Distribution and habitat
It grows best in well-drained soil that does not dry out, in areas with full sun or partial shade, preferably away from the wind. Growth is more robust when temperatures are at least 18 °C (64 °F).
Etymology and common names
The word curry derives from Tamil word kari, the name of the plant associated with the perceived blackness of the tree leaves. The records of the leaves being utilized are found in Tamil literature dating back to the 1st and 4th centuries CE. Britain had spice trades with the ancient Tamil region. It was introduced to England in the late 16th century.
The species Bergera koenigii was first published by Carl Linnaeus in Mantissa Plantarum vol.2 on page 563 in 1767. It was formerly known as Murraya koenigii (L.) Spreng., which was first published in Syst. Veg., ed. 16. 2: 315 in 1825. Some sources still recognise it as the accepted name.
The former generic name, Murraya, derives from Johan Andreas Murray (1740–1791), who studied botany under Carl Linnaeus and became a professor of medicine with an interest in medicinal plants at the University of Göttingen, Germany. The specific name, koenigii, derives from the last name of botanist Johann Gerhard König.
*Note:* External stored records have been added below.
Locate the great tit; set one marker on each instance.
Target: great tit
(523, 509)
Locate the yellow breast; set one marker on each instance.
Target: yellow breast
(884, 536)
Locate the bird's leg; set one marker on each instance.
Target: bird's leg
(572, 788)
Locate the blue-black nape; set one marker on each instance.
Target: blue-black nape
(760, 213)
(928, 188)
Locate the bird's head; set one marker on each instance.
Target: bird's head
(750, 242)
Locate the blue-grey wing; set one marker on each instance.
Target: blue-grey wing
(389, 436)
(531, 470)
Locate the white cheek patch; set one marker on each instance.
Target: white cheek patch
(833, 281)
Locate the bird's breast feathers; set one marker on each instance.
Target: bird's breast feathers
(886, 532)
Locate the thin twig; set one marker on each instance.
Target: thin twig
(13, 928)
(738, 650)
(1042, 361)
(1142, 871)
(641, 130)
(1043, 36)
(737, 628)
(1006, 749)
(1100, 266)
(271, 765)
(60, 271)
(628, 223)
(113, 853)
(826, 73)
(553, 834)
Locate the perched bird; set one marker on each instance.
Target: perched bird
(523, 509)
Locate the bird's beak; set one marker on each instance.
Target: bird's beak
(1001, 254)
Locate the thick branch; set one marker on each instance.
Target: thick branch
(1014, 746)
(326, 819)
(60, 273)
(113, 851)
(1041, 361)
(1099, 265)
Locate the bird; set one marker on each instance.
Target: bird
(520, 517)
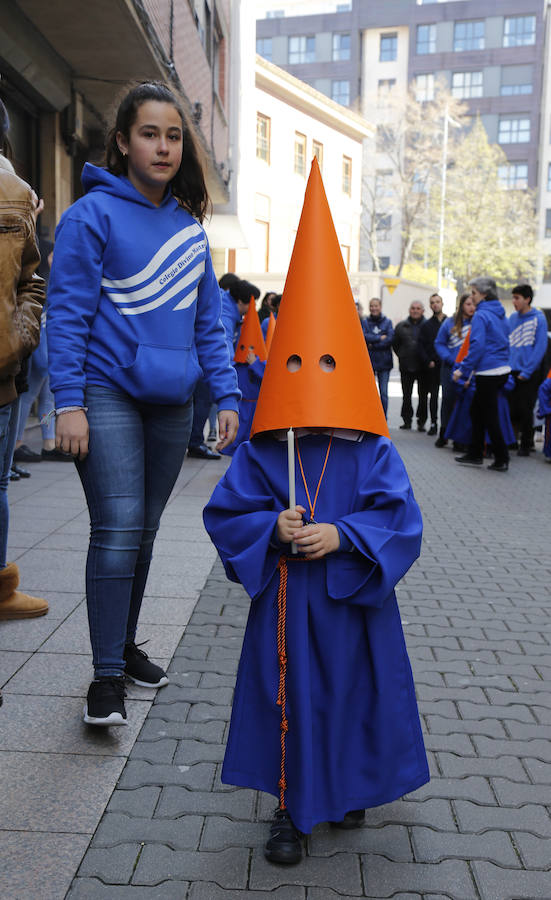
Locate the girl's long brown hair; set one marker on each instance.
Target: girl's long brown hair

The fresh leaves are an indispensable part of Indian cuisine and Indian traditional medicines. They are most widely used in southern and west coast Indian cooking, usually fried along with vegetable oil, mustard seeds and chopped onions in the first stage of the preparation. They are also used to make thoran, vada, rasam, and kadhi; additionally, they are often dry-roasted (and then ground) in the preparation of various powdered spice blends (masalas), such as South Indian sambar masala, the main seasoning in the ubiquitous vegetable stew sambar. The curry leaves are also added as flavoring to masala dosa, the South Indian potato-filled crepes, made with a mildly probiotic, fermented lentil and rice batter. The fresh leaves are valued as seasoning in the cuisines of South and Southeast Asia. In Cambodia, curry leaves (Khmer: ស្លឹកកន្ទ្រោប, slœ̆k kontroap) are roasted and used as an ingredient for samlor machu kroeung. In Java, the leaves are often stewed to flavor gulai. Though available dried, the aroma and flavor is greatly inferior. The oil can be extracted and used to make scented soaps.
The leaves of Murraya koenigii are also used as a herb in Ayurvedic and Siddha medicine in which they are believed to possess anti-disease properties, but there is no high-quality clinical evidence for such effects.
The berries are edible, but the seeds may be toxic to humans.
Seeds must be ripe and fresh to plant; dried or shriveled fruits are not viable. The skin must be peeled off, and this is recommended before planting. One can plant the whole fruit, but it is best to remove the pulp before planting in potting mix that is kept moist but not wet. Stem cuttings can be also used for propagation. In India it is mainly planted privately, but also cultivated commercially to a small extent.
Nutritionally, the leaves are a rich source of carotenoids, beta-carotene, calcium and iron.